WASHINGTON — China recently rebuffed an American arms-control proposal that it should join the main international organization for limiting the spread of missile technology when President Clinton visits Beijing this summer, senior administration officials say.
By not becoming a member of the 29-nation group, known as the Missile Technology Control Regime, China retains the ability to sell some components or technology for ballistic missiles to countries such as Pakistan and Iran.
Clinton administration officials had hoped that an agreement bringing China into the group could be the centerpiece of the president's trip in late June. A separate accord on nuclear cooperation was the focal point of Clinton's Washington summit with Chinese President Jiang Zemin in October.
But now that the idea has fallen through, administration officials are exploring other themes and lesser deals that might be highlighted when Clinton goes to China. One point administration officials say they will stress, for example, is that Clinton's trip will be the first chance for a top-level meeting with China's dynamic new premier, Zhu Rongji.
The unsuccessful U.S. initiative on missiles came in a late-March visit to Beijing by John Holum, director of the U.S. Arms Control and Disarmament Agency. He and other administration officials laid out a proposal under which China would become a full member of the missile-control group soon and, in exchange, would gain greater access to American commercial space technology, senior U.S. officials said.

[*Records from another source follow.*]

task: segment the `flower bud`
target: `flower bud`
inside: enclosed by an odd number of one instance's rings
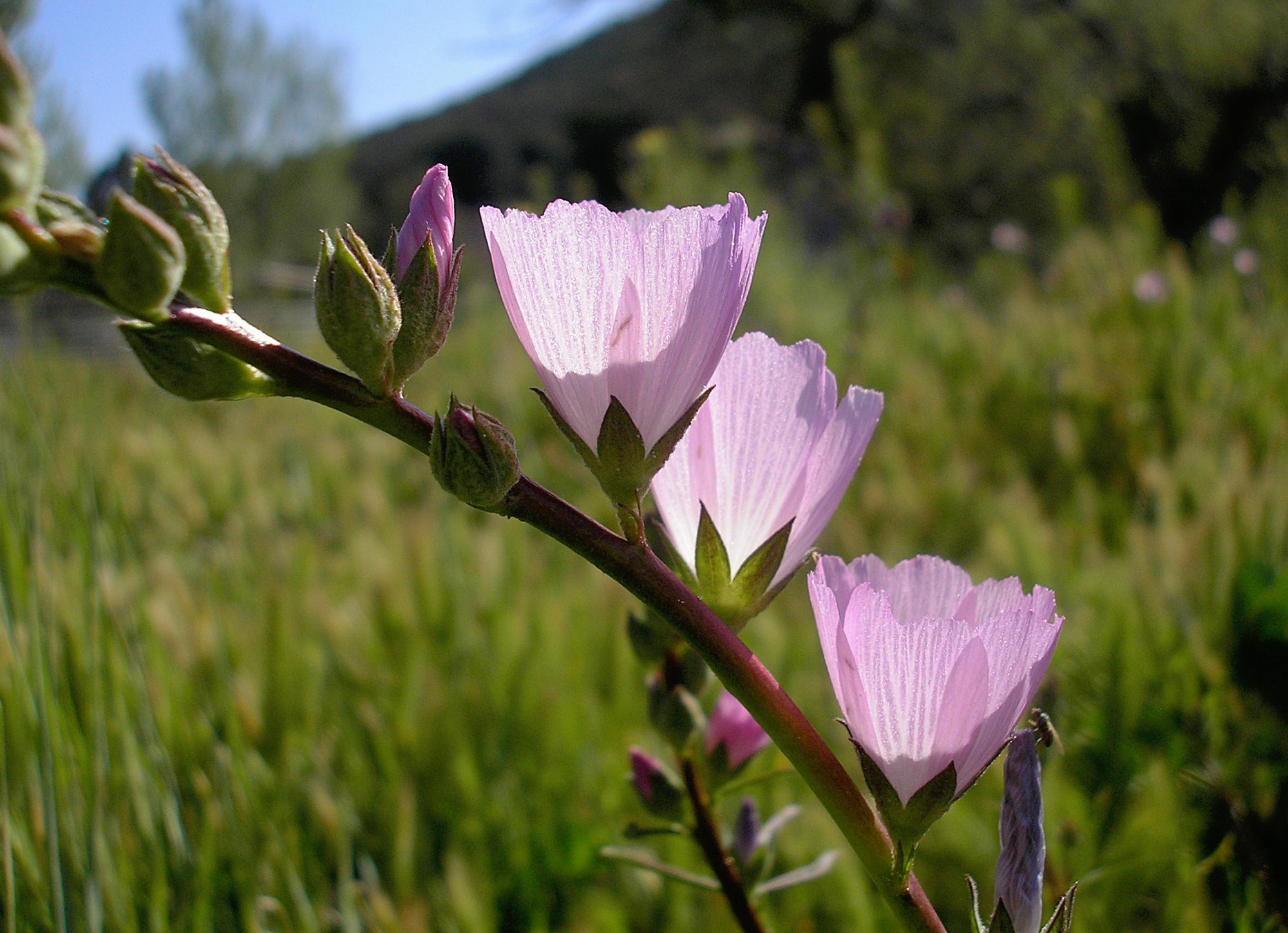
[[[1038,933],[1046,836],[1042,831],[1042,764],[1032,729],[1011,740],[1002,773],[1002,813],[997,821],[1002,851],[997,857],[993,888],[998,909],[1006,909],[1015,933]]]
[[[0,125],[0,211],[26,207],[45,180],[45,143],[30,124]]]
[[[379,396],[393,388],[393,344],[402,314],[393,280],[353,227],[322,233],[313,282],[318,329],[327,345]]]
[[[277,394],[273,380],[241,360],[193,340],[169,322],[122,321],[121,335],[153,381],[192,402]]]
[[[140,156],[137,161],[134,197],[174,227],[183,240],[188,254],[180,286],[184,293],[209,311],[220,314],[231,311],[228,220],[210,189],[158,148],[157,159]]]
[[[769,745],[769,735],[729,691],[716,698],[707,720],[706,750],[714,771],[732,774]]]
[[[702,727],[702,707],[684,687],[670,687],[654,677],[648,687],[648,718],[671,747],[679,750]]]
[[[439,486],[477,509],[497,505],[522,476],[505,425],[473,406],[461,407],[456,396],[447,415],[434,419],[429,463]]]
[[[183,241],[155,211],[122,192],[107,207],[107,240],[94,276],[116,309],[164,321],[183,280]]]
[[[631,746],[631,784],[644,807],[662,820],[684,816],[684,790],[670,768],[639,747]]]
[[[733,823],[733,853],[746,865],[756,854],[760,836],[760,812],[756,802],[744,796],[738,808],[738,818]]]

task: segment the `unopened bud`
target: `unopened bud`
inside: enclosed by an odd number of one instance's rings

But China showed no enthusiasm for such a deal. Instead, U.S. officials say, Chinese officials repeated to Holum their long-standing objections to joining the group. They said they would be happy to get more American space technology but not if it was linked to membership.
China has said the missile group amounts to a Western club, imposing export rules that Beijing had no role in drafting. Chinese officials have also argued that it is unfair for the United States to seek limits on missile technology, while Washington itself exports F-16 jet fighters that might also be used to deliver weapons of mass destruction.
Chinese officials "consider the [group] a cartel," said Bates Gill of the Monterey Institute of International Studies. "It's led by the United States. And membership would crimp their room for maneuver in dealing with various countries like Pakistan and Iran."
Although China did not slam the door on joining the missile accord someday, administration officials have given up hope of getting it to join soon or in time for Clinton's trip.
For more than a decade, U.S. officials have been trying to persuade China to stop exporting missiles or missile technology to the Middle East. The American efforts began when U.S. intelligence discovered that China had sold intermediate-range missiles to Saudi Arabia and was preparing to sell advanced, solid-fuel missiles to several other countries.
On several occasions, the Reagan, Bush and Clinton administrations have won commitments about missile exports from Beijing, only to discover later on that China was continuing to help other nations' missile programs.
The Bush administration won what it considered a milestone accord in 1992 that China, while not joining the missile group, would obey its rules. But later that year, U.S. intelligence reported that China had exported its new, solid-fuel M-11 missiles to Pakistan. Chinese officials later explained that, in their interpretation, this type of missile wasn't covered by the rules.
Two years later, then-Secretary of State Warren Christopher won a more explicit agreement from China under which Beijing acknowledged that the M-11 missile was covered by the rules and agreed to stop exporting the missile itself. But China since then is said to have kept on exporting missile parts and technology, which it contends are not covered by the agreement.
Some administration critics believe that the attempt to bring Beijing into the missile accord was a bad idea. They argue that China would not obey the rules anyway and that by promising to give China greater access to U.S. commercial space technology, the administration would have been giving away more than it was getting.
"I think it's a good thing the Chinese didn't agree to join," said Gary Milhollin of the Wisconsin Project on Nuclear Arms Control, an independent antinuclear group. "If they did, we would have dropped the barriers to [American] exports to China, when there was no reason to think China would change its export behavior."
The idea of offering China greater access to U.S. space technology is itself controversial because of the recent disclosure that two American space companies, Hughes Electronics in El Segundo and New York-based Loral Space & Communications, are under criminal investigation for possible violation of export-control laws in their help for China's rocket program.